Is there anyone who wants to see the dueling transcription methods continue
to clog this list?? Can we please put an end to it?

I get it. It ain't rocket science.

Just maybe we can recognize that writing is an important capability in the
progress of human history. (apparently email is the exception ;-) Writing is
good. Writing music is good. Writing solos is good. Other ways of retaining
information may also be good, e.g. memorizing. When trying to memorize,
multi-dimensional stimuli are more effective. Thus, to memorize a musical
passage, learning to sing it is a helpful step. Note this does not mean it is
a necessary step, nor the first step. Writing it is also a helpful step,
probably more exact and more persistent. It is certainly easier to share with
others (without having to go out and buy somebody's CD).

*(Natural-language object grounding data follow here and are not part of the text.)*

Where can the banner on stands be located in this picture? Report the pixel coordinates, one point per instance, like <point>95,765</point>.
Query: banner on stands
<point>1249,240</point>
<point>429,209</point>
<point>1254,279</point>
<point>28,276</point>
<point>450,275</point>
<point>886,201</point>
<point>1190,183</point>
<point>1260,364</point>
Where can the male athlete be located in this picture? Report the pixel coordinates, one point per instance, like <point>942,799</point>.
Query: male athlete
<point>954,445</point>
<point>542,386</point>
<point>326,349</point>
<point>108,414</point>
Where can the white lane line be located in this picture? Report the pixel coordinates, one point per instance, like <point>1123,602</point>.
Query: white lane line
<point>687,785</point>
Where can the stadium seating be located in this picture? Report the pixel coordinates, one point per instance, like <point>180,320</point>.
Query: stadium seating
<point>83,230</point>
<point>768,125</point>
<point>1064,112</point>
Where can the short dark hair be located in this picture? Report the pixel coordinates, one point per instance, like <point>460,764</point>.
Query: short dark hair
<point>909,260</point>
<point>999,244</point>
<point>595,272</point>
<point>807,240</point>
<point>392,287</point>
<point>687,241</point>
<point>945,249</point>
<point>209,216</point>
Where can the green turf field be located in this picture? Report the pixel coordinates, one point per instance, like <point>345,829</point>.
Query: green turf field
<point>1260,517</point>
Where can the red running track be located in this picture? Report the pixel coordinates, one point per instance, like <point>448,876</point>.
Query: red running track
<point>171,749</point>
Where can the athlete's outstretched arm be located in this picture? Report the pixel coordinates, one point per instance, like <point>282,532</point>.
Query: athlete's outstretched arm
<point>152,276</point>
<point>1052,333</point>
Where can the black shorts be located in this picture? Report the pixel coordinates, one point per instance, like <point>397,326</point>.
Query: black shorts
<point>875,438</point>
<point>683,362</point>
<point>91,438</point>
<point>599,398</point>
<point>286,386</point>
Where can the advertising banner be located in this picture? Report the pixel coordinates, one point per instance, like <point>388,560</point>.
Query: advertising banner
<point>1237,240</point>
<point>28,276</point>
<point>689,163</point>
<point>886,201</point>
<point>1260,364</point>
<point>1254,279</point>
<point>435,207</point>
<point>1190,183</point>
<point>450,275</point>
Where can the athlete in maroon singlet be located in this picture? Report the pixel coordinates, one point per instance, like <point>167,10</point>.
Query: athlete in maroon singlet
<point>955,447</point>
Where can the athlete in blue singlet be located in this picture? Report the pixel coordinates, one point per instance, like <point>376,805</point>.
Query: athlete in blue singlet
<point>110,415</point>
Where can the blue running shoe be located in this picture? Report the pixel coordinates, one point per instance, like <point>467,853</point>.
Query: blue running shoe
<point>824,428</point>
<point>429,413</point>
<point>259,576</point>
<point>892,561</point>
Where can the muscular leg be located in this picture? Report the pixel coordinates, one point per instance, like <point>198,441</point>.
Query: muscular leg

In my humble opinion, learning to sing a passage enhances one's appreciation
of it and deepens one's emotion for it. To raise this simple, elementary
experience to an exalted method by which we should all learn jazz, and
without which we cannot be true believers is nonsense. To think we should all
follow it as the one true path because a famous musician did this and
advocated it (perhaps because it fit his own special needs very well) might
be just misguided hero worship.

Then again it might be salesmanship, as in marketing one's product (note the
"contact me for further truth" echos embedded in those messages).

Hopefully we can get on with other things now.

PS: Please don't turn it into a sophmoric debate on the wonderful,
transcendental purity attainable by internalizing through memory vs. the
crass rationalism of written notes, insufficient as they are to render all
aspects of a performance.
Hey man, even Dennis Hopper has moved on past the sixties. Get over it.